SLB — formerly Schlumberger — is the world's largest oilfield services company. Unlike E&P companies, SLB doesn't take commodity price risk directly. It sells the technology, equipment, and services that oil producers need regardless of whether oil is at $60 or $90.
The company generated $36.4 billion in revenue in 2025 with a 14.5% operating margin and $4.6 billion in free cash flow. The stock trades at 14x forward earnings — cheap for a company growing revenue at 8-10% annually with a global monopoly in deepwater drilling technology.

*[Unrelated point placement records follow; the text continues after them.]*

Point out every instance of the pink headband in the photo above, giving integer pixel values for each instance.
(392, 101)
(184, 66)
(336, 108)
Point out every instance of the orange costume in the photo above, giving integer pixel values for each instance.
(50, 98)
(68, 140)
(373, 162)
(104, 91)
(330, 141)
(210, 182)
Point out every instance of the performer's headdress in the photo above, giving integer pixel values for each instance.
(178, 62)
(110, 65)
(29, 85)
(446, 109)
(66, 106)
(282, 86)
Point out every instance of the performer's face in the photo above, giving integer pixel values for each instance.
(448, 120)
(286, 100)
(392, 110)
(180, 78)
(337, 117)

What makes SLB particularly interesting post-ceasefire is the Suriname deepwater collaboration announced recently. SLB is expanding its subsea production systems partnership in one of the most promising new offshore basins. The market treated the ceasefire as negative for SLB, but reduced geopolitical risk actually accelerates international deepwater investment — the exact segment where SLB dominates.

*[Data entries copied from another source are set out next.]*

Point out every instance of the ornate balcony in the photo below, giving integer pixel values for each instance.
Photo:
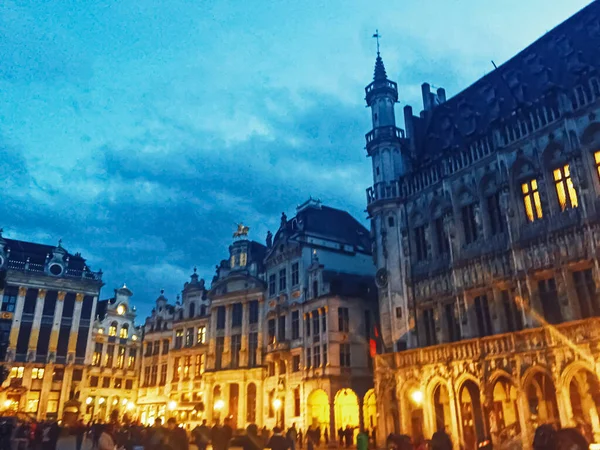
(383, 134)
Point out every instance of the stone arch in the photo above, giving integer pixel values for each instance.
(318, 408)
(370, 410)
(473, 429)
(503, 412)
(437, 395)
(581, 387)
(412, 403)
(540, 393)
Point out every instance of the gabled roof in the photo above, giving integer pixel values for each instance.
(332, 223)
(21, 250)
(556, 60)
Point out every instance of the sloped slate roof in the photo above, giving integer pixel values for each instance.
(556, 60)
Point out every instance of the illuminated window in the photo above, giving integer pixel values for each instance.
(201, 335)
(531, 200)
(17, 372)
(567, 195)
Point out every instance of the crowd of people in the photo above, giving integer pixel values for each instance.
(28, 435)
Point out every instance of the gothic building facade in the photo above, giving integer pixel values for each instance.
(111, 382)
(49, 299)
(485, 216)
(281, 337)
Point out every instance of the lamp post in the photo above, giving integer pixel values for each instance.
(277, 406)
(218, 407)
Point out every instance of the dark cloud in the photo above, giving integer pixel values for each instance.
(148, 210)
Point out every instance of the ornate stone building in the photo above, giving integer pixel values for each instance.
(485, 217)
(111, 382)
(49, 298)
(282, 335)
(173, 362)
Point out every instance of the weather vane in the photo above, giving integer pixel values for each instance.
(377, 36)
(241, 231)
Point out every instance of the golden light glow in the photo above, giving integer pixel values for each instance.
(531, 200)
(219, 405)
(565, 190)
(417, 397)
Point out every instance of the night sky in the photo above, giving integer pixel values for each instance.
(140, 132)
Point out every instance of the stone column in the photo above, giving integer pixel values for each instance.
(245, 324)
(37, 320)
(56, 327)
(75, 325)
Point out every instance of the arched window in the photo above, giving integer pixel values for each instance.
(251, 403)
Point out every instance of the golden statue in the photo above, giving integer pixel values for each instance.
(241, 231)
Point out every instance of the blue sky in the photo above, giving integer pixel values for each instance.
(140, 132)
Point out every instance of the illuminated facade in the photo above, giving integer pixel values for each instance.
(174, 355)
(49, 298)
(485, 215)
(111, 382)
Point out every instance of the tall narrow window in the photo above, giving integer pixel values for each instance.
(565, 191)
(295, 274)
(421, 243)
(482, 311)
(236, 315)
(549, 301)
(221, 318)
(440, 236)
(282, 280)
(495, 214)
(295, 324)
(271, 330)
(272, 286)
(531, 200)
(429, 327)
(253, 312)
(469, 223)
(220, 347)
(236, 345)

After tracking the oilfield services cycle through multiple oil price environments, we've observed that SLB's revenue is less correlated with spot oil prices than the market assumes. International E&P spending commitments are multi-year, and the current capex cycle has 3-4 years of runway remaining.
The 62% rally over the past year has been earned, not speculative. At 14x forward earnings with a $45 target price (8% upside), SLB is reasonably valued with further upside if international activity continues expanding.